Brown did his part to fuel the not-terribly-genuine craze on his own, too, releasing the LPs The Popcorn (all instrumentals) and It's A Mother. The latter appears to have been assembled in a hell of a hurry-"You're Still Out Of Sight" is actually sung by somebody else who has a voice kind of like Brown's. Fortunately, the album also includes the two-part "Mashed Potato Popcorn," which sounds a little starchy but is really just fine, and "Popcorn With A Feeling," which has a really unfortunate flute part.

In October, he followed it up with "Let A Man Come In And Do The Popcorn," one of the strongest singles of the entire series, with a fabulous, sneaky beat; it had been recorded the same day as "Mother Popcorn," in fact.
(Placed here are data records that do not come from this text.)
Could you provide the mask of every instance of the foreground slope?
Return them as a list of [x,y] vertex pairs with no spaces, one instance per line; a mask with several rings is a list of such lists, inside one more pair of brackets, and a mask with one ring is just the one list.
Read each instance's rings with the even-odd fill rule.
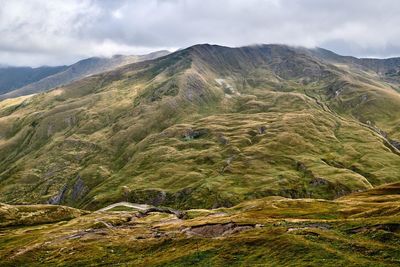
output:
[[49,214],[32,210],[26,225],[14,223],[20,222],[14,215],[5,222],[18,226],[0,228],[0,264],[398,266],[399,206],[396,183],[335,201],[267,197],[232,208],[188,210],[183,218],[154,210],[81,216],[74,211],[61,222],[32,225]]
[[211,208],[400,181],[398,84],[346,64],[197,45],[3,104],[0,201]]

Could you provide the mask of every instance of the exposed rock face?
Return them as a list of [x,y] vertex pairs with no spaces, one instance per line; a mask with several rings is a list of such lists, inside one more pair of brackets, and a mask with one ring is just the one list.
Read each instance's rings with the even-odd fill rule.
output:
[[319,185],[328,185],[329,182],[324,178],[316,177],[310,181],[310,185],[319,186]]
[[208,134],[207,129],[198,129],[198,130],[189,129],[183,134],[183,138],[185,140],[193,140],[193,139],[203,137],[207,134]]
[[190,227],[185,232],[189,236],[218,237],[253,229],[254,227],[255,225],[252,224],[238,225],[236,223],[205,224]]
[[72,199],[75,201],[81,198],[86,192],[86,186],[82,178],[78,175],[74,186],[72,187]]
[[47,203],[48,204],[53,204],[53,205],[59,205],[63,201],[66,192],[67,192],[67,185],[64,185],[62,187],[61,191],[57,195],[55,195],[52,198],[50,198],[47,201]]
[[392,146],[394,146],[395,148],[397,148],[398,150],[400,150],[400,142],[399,142],[399,141],[390,140],[389,142],[390,142],[390,144],[391,144]]

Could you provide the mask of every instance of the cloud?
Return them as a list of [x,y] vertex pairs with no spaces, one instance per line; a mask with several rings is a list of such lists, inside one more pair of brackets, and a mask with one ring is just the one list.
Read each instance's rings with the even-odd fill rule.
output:
[[397,0],[0,0],[0,63],[69,64],[197,43],[400,55]]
The title is fairly arbitrary-Brown had kind of given up on the idea of choruses and vocal hooks by that point-though he does mention the Popcorn twice in its lyrics (the title never appears in its entirety). It was another great big hit, going to #2 on the R&B charts, so he had a brilliant idea for the follow-up, released in November: "Part Two (Let a Man Come in and Do the Popcorn)," not a single but literally the second part of the same take, starting with 30 seconds of a different vamp and then going back to the one from Part One. This one mentions neither the Popcorn nor men coming in, though Brown does yelp "Gonna give you a taste of Part Two!"

That was the last of the original round of Popcorn songs, though the name of the album containing "L.A.M.C.I.A.D.T.P.," released in June 1970, combined its title with a another contemporaneous hit for the mindboggling result: It's A New Day-Let A Man Come In. (The opener of 1971's live Revolution Of The Mind album is actually just the former, but it's credited as "It's A New Day So Let A Man Come In And Do The Popcorn.")

The theme had one final moment of glory, though. Maceo and the Macks' "Parrty," [sic] released in August 1973 on Brown's label People Records (they were actually just his band, with Maceo Parker getting a taste of glory for a change). It's simply a remake of "The Popcorn," with the band chanting "parrr-TY! parrr-TY" over it. Also released on People, a little later that fall, were Lyn Collins' soul simmerer "We Want To Parrty Parrty Parrty" and a fun little stomp by Fred Wesley and the JB's called "If You Don't Get It The First Time, Back Up And Try It Again, Party." One assumes that there simply wasn't room on the label for the extra R.